I have just read your post above and really I don't know what to say....other than we are here for you xxx

I second that.

And also thank you for being so open with us with these thoughts and feelings xx
 
Hope today has been good for you. x
 
What a heart felt post. Really moving. Did it help you running for the miscarriage charity? You need an outlet where all the emotions and energy you feel can have an outlet. Perhaps getting more involved with a charity like that night help? Or would it just remind you too much? I really hope you get what you dream for. Do you know the reason you and husband are struggling to conceive / or were. Apologies if you already said. My love goes out to you xxxxx

Hi Lara - thank you :)
Yes it really helped - I entered the run very shortly after my miscarriage as it gave me something to aim for a take my mind off it.
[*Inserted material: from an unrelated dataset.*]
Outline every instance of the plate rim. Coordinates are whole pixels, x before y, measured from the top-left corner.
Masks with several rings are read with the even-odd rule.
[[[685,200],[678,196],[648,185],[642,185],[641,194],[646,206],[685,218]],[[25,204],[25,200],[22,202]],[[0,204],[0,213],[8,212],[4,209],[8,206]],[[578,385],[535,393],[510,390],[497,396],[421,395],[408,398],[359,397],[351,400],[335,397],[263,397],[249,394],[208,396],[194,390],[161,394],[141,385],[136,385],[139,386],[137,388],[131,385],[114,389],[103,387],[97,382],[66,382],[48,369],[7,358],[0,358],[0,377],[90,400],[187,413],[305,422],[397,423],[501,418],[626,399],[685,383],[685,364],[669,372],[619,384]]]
There's no reason we are struggling to conceive - all tests have come back normal so it's a mystery.
 
I have never been in your position and wont pretend to know how you feel. I am just sorry you do feel so bad. Maybe you could acknowledge the day just by releasing a simple balloon or lighting a candle, just so you dont feel guilty about planning work and not taking time off like you say! You have nothing to feel guilty about but if it makes you feel better to do something then do it. It doesnt have to be a grand gesture. Xxx

Thank you miss mac - our hospital is holding a memorial for parents with angel babies soon so we'll go to that to mark her passing.